Altri piccoli dettagli, disseminati come perle quasi nelle pieghe delle pagine, arricchiscono poi il quadro, mostrando una società ormai sopita, che pensa solamente ai beni materiali e al denaro. Mentre, infatti, le cose peggiorano notevolmente e si tenta di spiegare alla folla cosa sia davvero la Lux, il primo pensiero di una civile è chiedere il rimborso. Un balloon di appena 3 parole, ma di una potenza indescrivibile.
A mio avviso però l’aspetto più importante, come accennato, è però il percorso di crescita affrontato da Vess, che completa un arco narrativo davvero notevole.

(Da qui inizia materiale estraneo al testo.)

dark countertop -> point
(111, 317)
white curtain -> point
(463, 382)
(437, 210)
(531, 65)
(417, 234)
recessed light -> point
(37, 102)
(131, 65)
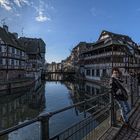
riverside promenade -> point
(126, 133)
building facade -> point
(35, 50)
(110, 50)
(12, 55)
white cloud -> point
(41, 17)
(40, 11)
(138, 9)
(93, 11)
(19, 3)
(5, 4)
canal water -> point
(55, 93)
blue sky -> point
(64, 23)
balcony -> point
(105, 54)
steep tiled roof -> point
(9, 39)
(32, 45)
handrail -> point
(46, 115)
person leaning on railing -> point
(120, 94)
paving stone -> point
(128, 134)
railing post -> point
(113, 112)
(132, 102)
(44, 120)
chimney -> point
(5, 27)
(15, 35)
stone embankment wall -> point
(8, 85)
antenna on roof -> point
(3, 21)
(22, 30)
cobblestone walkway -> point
(130, 133)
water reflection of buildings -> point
(16, 108)
(86, 90)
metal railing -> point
(95, 110)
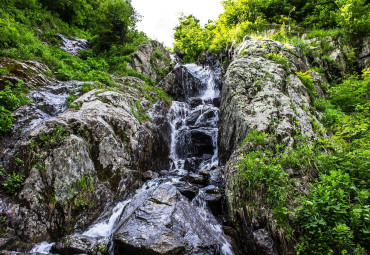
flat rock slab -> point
(160, 220)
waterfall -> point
(193, 149)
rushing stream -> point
(177, 202)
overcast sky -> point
(161, 16)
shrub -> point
(308, 82)
(278, 58)
(6, 120)
(13, 182)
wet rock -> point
(47, 101)
(197, 179)
(364, 54)
(151, 59)
(81, 245)
(212, 196)
(203, 116)
(181, 84)
(194, 102)
(217, 102)
(97, 145)
(261, 94)
(73, 45)
(189, 190)
(202, 142)
(163, 223)
(149, 175)
(32, 73)
(264, 242)
(192, 164)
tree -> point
(113, 22)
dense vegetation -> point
(349, 18)
(334, 217)
(29, 31)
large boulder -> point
(32, 73)
(152, 60)
(79, 162)
(262, 92)
(181, 84)
(160, 220)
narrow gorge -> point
(239, 140)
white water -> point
(177, 117)
(42, 248)
(206, 123)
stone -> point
(73, 45)
(81, 245)
(197, 179)
(202, 142)
(101, 142)
(181, 84)
(149, 175)
(264, 242)
(151, 59)
(259, 94)
(162, 221)
(189, 190)
(194, 102)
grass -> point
(278, 58)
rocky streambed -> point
(178, 210)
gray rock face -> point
(182, 84)
(261, 94)
(266, 95)
(152, 60)
(32, 73)
(73, 45)
(160, 220)
(364, 54)
(77, 163)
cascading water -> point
(159, 213)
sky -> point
(159, 17)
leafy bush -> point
(333, 216)
(6, 120)
(13, 182)
(11, 98)
(353, 92)
(307, 80)
(278, 58)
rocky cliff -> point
(75, 162)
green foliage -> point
(80, 191)
(13, 182)
(109, 23)
(307, 80)
(333, 214)
(263, 172)
(353, 92)
(349, 18)
(86, 87)
(56, 136)
(278, 58)
(11, 98)
(139, 112)
(6, 120)
(70, 99)
(190, 38)
(3, 225)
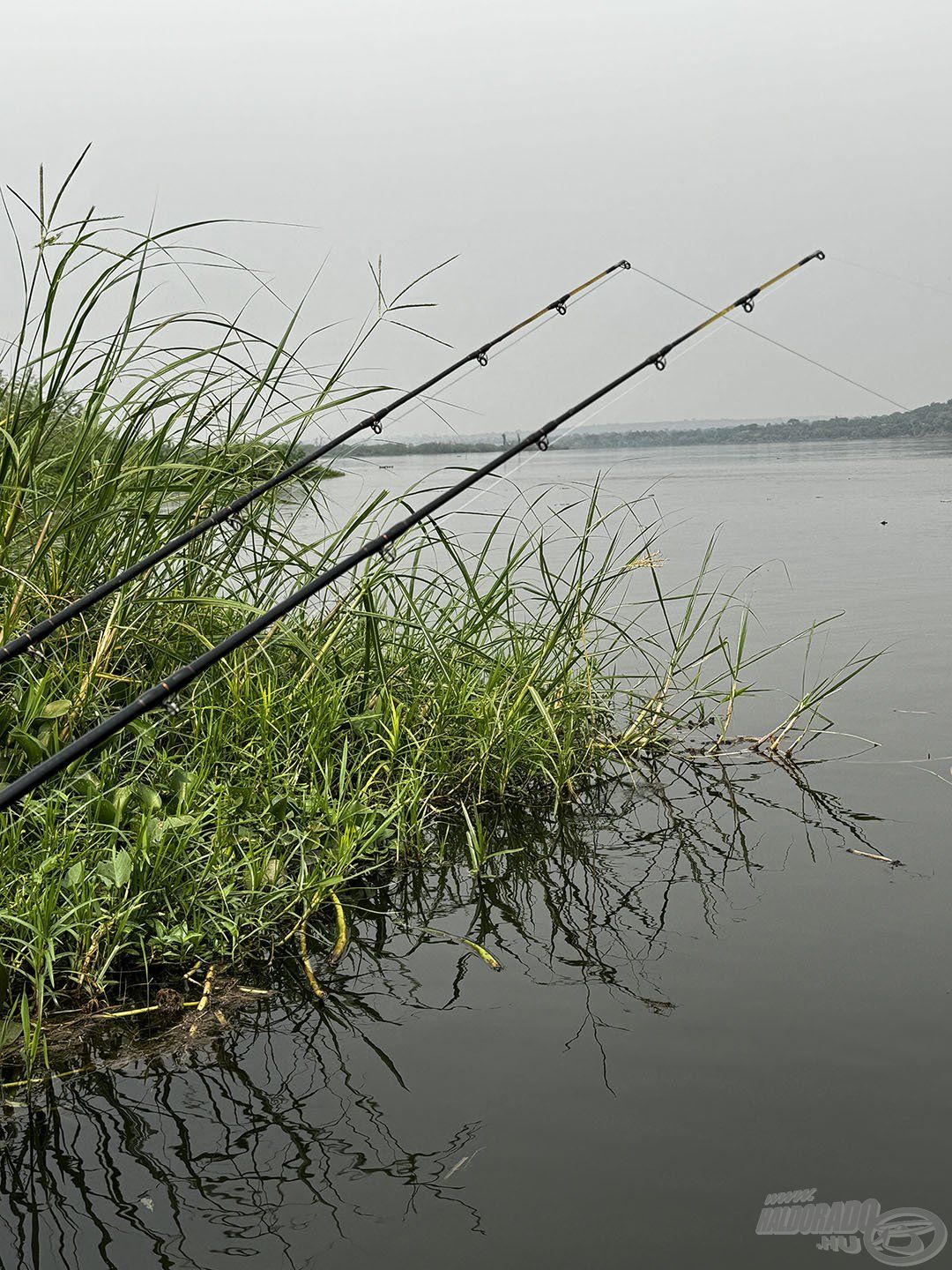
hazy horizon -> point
(710, 145)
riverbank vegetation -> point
(926, 421)
(427, 692)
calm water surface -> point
(706, 996)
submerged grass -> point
(365, 730)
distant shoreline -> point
(928, 421)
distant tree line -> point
(926, 421)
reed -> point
(429, 689)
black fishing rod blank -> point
(163, 692)
(34, 637)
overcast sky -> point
(539, 140)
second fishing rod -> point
(163, 692)
(29, 640)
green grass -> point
(427, 691)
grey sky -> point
(710, 143)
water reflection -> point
(294, 1128)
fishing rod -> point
(34, 637)
(163, 692)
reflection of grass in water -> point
(354, 733)
(584, 900)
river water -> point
(706, 996)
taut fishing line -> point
(231, 512)
(163, 692)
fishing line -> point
(163, 692)
(508, 348)
(770, 340)
(894, 277)
(231, 512)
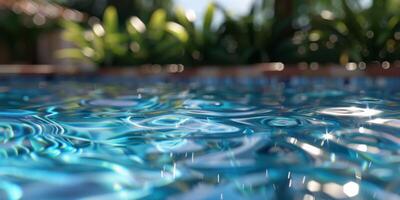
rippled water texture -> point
(199, 138)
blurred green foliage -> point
(19, 34)
(135, 32)
(351, 33)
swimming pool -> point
(199, 138)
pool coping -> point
(267, 69)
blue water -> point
(199, 138)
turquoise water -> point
(199, 138)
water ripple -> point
(215, 138)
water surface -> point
(199, 138)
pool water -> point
(199, 138)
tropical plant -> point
(352, 34)
(106, 44)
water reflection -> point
(215, 138)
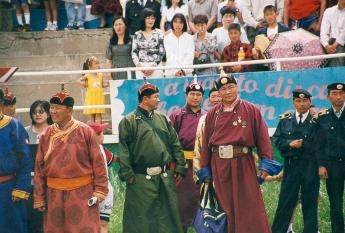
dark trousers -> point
(335, 190)
(300, 176)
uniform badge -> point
(239, 120)
(224, 81)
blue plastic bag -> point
(209, 217)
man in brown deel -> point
(70, 176)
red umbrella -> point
(296, 43)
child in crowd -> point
(273, 27)
(234, 49)
(94, 84)
(76, 15)
(222, 34)
(106, 206)
(51, 12)
(21, 7)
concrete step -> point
(49, 43)
(48, 51)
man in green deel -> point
(147, 145)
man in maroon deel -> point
(232, 128)
(185, 122)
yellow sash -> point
(188, 154)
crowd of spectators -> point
(204, 31)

La coprotagonista passa da una condizione di totale e cieco servilismo – che a sua volta cercava di essere una ribellione alla condizione sociale in cui è cresciuta – ad una di protagonista attiva e responsabile delle grandi vicende che concluderanno la saga.
Se Grix è infatti la donna forte, capitano di un cargo e responsabile della rivoluzione in atto, Vess affronta invece una crescita decisamente più importante; si tratta di una vera e propria emancipazione sia rispetto le tradizioni del suo popolo – secondo cui avrebbe dovuto sposarsi e procreare – ma anche nei confronti della congrega di cui fa parte, costituita non a caso da sole donne. Si oppone inoltre ad un’azienda e ad una fratellanza con una purezza che fa da perfetto contraltare alla corruzione delle due istituzioni, che invece hanno sempre volti maschili.
Un po’ più scontato il subplot romantico che la riguarda, soprattutto per l’esito a cui inevitabilmente conduce il finale: l’amore porta le protagoniste a rivelare una forza di cui nemmeno loro erano consapevoli ed è l’unico sentimento in grado di contrastare anche il peggiore dei mali, qui rappresentato dalla corruzione. Una retorica un po’ banale, che però pesa solo sulle ultimissime pagine, lasciando intonso tutto il resto dell’opera.
Esteticamente, invece, rischio di ripetermi, perché ho già approfondito nelle precedenti recensioni l’incredibile capacità che ha Wilson di far vibrare i colori e farli sconfinare dagli esili tratti che delineano i personaggi. Arrivati a questo punto, infatti, lo stile quasi abbozzato che caratterizza le tavole non è più un problema, si ha perfetta familiarità con i personaggi, che sono dunque sempre riconoscibili; ma è proprio grazie all’incredibile e delicato equilibrio di linee e tonalità che i protagonisti sembrano vivere davvero, quasi il lettore potesse sentire sulla propria pelle l’effetto dei colori. Si tratta di un raro fenomeno, che si può quasi associare alla sinestesia. Se infatti, in filosofia, il termine indica l’accostamento di due termini che si riferiscono a due sfere sensoriali diverse, mi sembra anche piuttosto indicato per le sfavillanti tavole de Il Regno Invisibile; i colori non si limitano a fuoriuscire dalle linee, ma anche dalla tavola stessa, coinvolgendo dunque due sensi.
Inutile dire, infine, che il pregio dell’intero lavoro risiede nella sua brevità, che ha permesso di condensare al meglio la storia ed impedire che ci fossero tempi morti o inutili ripetizioni nell’arco narrativo. Ogni elemento è perfettamente bilanciato, si prende il giusto tempo per essere illustrato e non si incappa in alcun momento in tavole che fanno desiderare al lettore di procedere oltre. Difficile trovare dei difetti davvero mortali, perché il lavoro svolto da Wilson e Ward è davvero incredibile sotto tutti i punti di vista. Si tratta di tre volumi davvero imperdibili, pieni di colpi di scena, narrativamente appaganti ed esteticamente ipnotici. Qualcosa che mi sento di consigliare caldamente, con la speranza di poter tornare presto a parlare degli autori appena menzionati.